Cell migration regulates the kinetics of ingression. (A) The kinetics of ingression, defined as the time between formation of the metaphase plate until completion of the cleavage furrow, was assessed by timelapse microscopy. The β1-blocking MAB17781 (MAB) or control IgG isotype antibodies were added to sub-confluent culture of attached HeLa cells 5 hr post-seeding. (B) Tabulated results from experiments in (A) and represented as mean ± SEM (p < 0.001, χ² test) have been presented. The numbers above the column indicate the total number of cells analyzed. (C) Hoechst nuclear dye (blue) and β-tubulin specific antibody (red) were used to show various stages of mitosis/cytokinesis in HeLa cells. (D) Sub-confluent HeLa cells were exposed to MAB17781 or control IgG for 48 hr, fixed and stained for β-tubulin and Hoechst nuclear stain.
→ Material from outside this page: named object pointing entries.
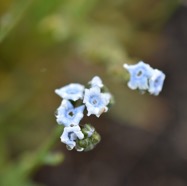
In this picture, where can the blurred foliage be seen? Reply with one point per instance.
(45, 44)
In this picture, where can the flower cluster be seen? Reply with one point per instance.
(144, 78)
(76, 100)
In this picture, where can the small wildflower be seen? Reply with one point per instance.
(96, 81)
(156, 82)
(95, 101)
(139, 75)
(70, 135)
(73, 91)
(88, 130)
(67, 114)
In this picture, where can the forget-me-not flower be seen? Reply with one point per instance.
(139, 75)
(95, 101)
(96, 81)
(67, 114)
(70, 135)
(156, 82)
(73, 91)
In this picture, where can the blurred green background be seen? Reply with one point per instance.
(46, 44)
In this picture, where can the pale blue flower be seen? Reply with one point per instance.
(73, 91)
(70, 135)
(67, 114)
(95, 101)
(96, 81)
(156, 82)
(139, 75)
Note that exposure to MAB17781 prevents cell spreading and culminates in groups of HeLa cells in tight aggregates. (E) Tabulated results from experiments in (D) are presented, indicating that MAB treatment results in a significant increase (p < 0.001, χ² test) in cells that have accumulated in metaphase through to telophase. The numbers above the column indicate the total number of cells analyzed. These data are in agreement with the results in (A and B) and support the notion that cell migration regulates furrowing kinetics.